Ao mesmo tempo, a vida de fé dos pais e o seu testemunho devem impregnar de espírito cristão o lar e facilitar que os filhos incorporem na sua vida com naturalidade as práticas cristãs que ajudam a crescer na fé: a oração, o santo rosário, a participação na Santa Missa. “A oração recitada juntos é um momento precioso para tornar ainda mais sólida a vida familiar”[11], que se converte em lugar de diálogo com Deus. “O lar é, assim, a primeira escola de vida cristã e “uma escola de enriquecimento humano”. É aqui que se aprende a tenacidade e a alegria no trabalho, o amor fraterno, o perdão generoso e sempre renovado, e, sobretudo, o culto divino, pela oração e pelo oferecimento da própria vida”[12]. O exemplo pessoal dos pais no cultivo da própria vida interior (frequentar os sacramentos, ter um plano de vida, participar de meios de formação cristã, etc.) também é uma grande ajuda para a educação dos filhos, além de dar ocasião para conversas mais profundas.
Num lar cristão, “a fé e a esperança têm que manifestar-se na serenidade com que se encaram os problemas, pequenos ou grandes, que surgem em todos os lares, no ânimo alegre com que se persevera no cumprimento do dever.

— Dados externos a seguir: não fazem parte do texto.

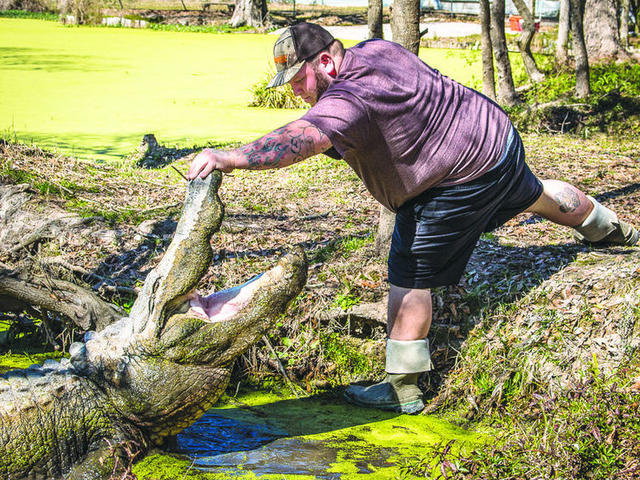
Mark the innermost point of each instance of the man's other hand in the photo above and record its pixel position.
(209, 160)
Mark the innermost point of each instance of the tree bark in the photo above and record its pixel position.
(252, 13)
(601, 32)
(405, 24)
(525, 39)
(563, 33)
(583, 87)
(82, 307)
(405, 28)
(374, 19)
(624, 23)
(488, 78)
(506, 89)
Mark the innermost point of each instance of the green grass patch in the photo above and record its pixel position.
(29, 15)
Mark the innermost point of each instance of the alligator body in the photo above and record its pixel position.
(147, 376)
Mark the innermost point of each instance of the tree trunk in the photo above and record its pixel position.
(81, 306)
(488, 78)
(525, 39)
(601, 33)
(583, 87)
(252, 13)
(506, 89)
(624, 23)
(563, 33)
(405, 24)
(405, 28)
(374, 19)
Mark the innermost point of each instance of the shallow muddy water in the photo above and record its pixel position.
(261, 435)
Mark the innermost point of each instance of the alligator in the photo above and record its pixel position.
(146, 377)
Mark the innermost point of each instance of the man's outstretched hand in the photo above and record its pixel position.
(209, 160)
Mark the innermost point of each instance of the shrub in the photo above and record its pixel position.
(281, 97)
(38, 6)
(82, 12)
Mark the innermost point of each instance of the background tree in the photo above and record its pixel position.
(602, 34)
(506, 89)
(583, 87)
(624, 23)
(405, 29)
(563, 33)
(488, 78)
(252, 13)
(374, 19)
(525, 39)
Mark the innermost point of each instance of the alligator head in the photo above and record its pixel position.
(153, 373)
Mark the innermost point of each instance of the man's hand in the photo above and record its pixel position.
(209, 160)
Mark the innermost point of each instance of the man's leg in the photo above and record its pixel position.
(408, 322)
(594, 223)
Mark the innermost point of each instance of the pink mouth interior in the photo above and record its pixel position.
(222, 305)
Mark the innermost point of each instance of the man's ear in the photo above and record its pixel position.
(328, 64)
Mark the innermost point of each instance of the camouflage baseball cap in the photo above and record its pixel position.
(297, 44)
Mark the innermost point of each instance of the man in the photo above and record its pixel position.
(445, 158)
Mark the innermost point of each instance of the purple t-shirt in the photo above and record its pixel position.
(404, 127)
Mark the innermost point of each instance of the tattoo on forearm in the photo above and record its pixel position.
(567, 199)
(284, 146)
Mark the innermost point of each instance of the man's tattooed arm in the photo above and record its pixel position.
(282, 147)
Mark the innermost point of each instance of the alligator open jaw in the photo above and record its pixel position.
(222, 305)
(149, 375)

Assim, a caridade inundará tudo e levará a compartilhar as alegrias e os possíveis dissabores, a saber sorrir, esquecendo as preocupações pessoais para atender os demais; a escutar o outro cônjuge ou os filhos, mostrando-lhes que são queridos e compreendidos de verdade; a não dar importância a pequenos atritos que o egoísmo poderia converter em montanhas; a depositar um amor grande nos pequenos serviços de que se compõe a convivência diária”[13].

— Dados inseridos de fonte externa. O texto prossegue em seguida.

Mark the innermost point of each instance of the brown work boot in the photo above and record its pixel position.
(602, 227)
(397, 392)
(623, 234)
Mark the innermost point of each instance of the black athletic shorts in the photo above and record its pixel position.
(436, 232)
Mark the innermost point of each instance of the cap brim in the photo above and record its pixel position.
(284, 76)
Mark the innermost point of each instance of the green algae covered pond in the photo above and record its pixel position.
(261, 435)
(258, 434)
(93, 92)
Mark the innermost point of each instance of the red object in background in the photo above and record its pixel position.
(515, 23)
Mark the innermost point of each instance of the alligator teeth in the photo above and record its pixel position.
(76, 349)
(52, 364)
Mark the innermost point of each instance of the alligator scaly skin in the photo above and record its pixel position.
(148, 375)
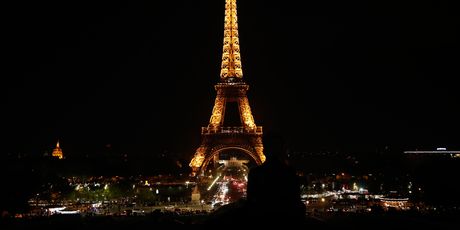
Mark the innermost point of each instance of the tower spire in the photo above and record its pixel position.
(231, 58)
(57, 152)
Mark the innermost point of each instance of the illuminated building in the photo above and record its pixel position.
(231, 90)
(57, 152)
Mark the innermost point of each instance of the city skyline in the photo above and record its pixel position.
(138, 77)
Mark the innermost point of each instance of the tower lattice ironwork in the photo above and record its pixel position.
(216, 137)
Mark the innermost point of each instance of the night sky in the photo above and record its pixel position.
(138, 77)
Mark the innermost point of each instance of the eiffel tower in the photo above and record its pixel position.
(215, 138)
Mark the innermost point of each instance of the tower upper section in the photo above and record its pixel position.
(231, 58)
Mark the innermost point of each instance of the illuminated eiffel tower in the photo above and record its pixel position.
(247, 137)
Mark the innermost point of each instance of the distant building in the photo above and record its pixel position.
(437, 152)
(57, 152)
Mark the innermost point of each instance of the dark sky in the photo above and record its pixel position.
(329, 75)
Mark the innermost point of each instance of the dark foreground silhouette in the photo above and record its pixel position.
(273, 193)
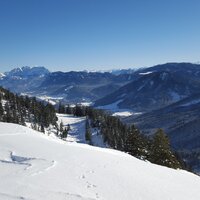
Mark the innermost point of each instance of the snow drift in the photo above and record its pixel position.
(37, 167)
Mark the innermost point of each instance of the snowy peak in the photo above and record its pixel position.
(27, 71)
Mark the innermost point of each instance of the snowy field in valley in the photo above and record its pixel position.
(34, 166)
(77, 130)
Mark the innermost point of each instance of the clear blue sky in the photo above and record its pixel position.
(98, 34)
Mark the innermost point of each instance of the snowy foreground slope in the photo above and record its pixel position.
(37, 167)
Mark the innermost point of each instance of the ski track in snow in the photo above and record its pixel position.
(33, 166)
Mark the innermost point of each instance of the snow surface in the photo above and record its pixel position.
(77, 130)
(123, 114)
(145, 73)
(196, 101)
(34, 166)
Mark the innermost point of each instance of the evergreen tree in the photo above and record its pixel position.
(87, 131)
(160, 151)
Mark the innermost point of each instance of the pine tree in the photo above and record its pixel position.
(160, 151)
(87, 131)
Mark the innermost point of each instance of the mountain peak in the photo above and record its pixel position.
(28, 71)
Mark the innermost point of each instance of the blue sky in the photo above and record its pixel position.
(98, 34)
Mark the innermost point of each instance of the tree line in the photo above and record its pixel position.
(120, 136)
(22, 109)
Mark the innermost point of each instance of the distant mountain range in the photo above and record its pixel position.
(156, 87)
(168, 96)
(71, 86)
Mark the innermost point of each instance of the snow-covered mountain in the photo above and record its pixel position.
(36, 166)
(24, 72)
(156, 87)
(181, 122)
(25, 79)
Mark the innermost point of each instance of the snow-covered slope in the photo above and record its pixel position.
(37, 167)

Assim aprende-se a importância da gratuidade e prontidão próprias do amor, que leva a ser mais delicados com os outros, sabendo agradecer os pormenores que têm conosco –agradecimento que facilita o serviço, fazendo-o mais atraente e enchendo-o de sentido – e sem calcular os favores realizados. A caridade ajuda a manter elevado o tom humano no comportamento, para tornar o convívio agradável para os outros membros da família. Este é o ambiente em vivia a Sagrada Família: “Em Belém, ninguém reserva nada para si. Ali não se ouve falar da minha honra, nem do meu tempo, nem do meu trabalho, nem das minhas ideias, nem dos meus gostos, nem do meu dinheiro. Ali se coloca tudo ao serviço do grandioso jogo de Deus com a humanidade, que é a redenção”[14].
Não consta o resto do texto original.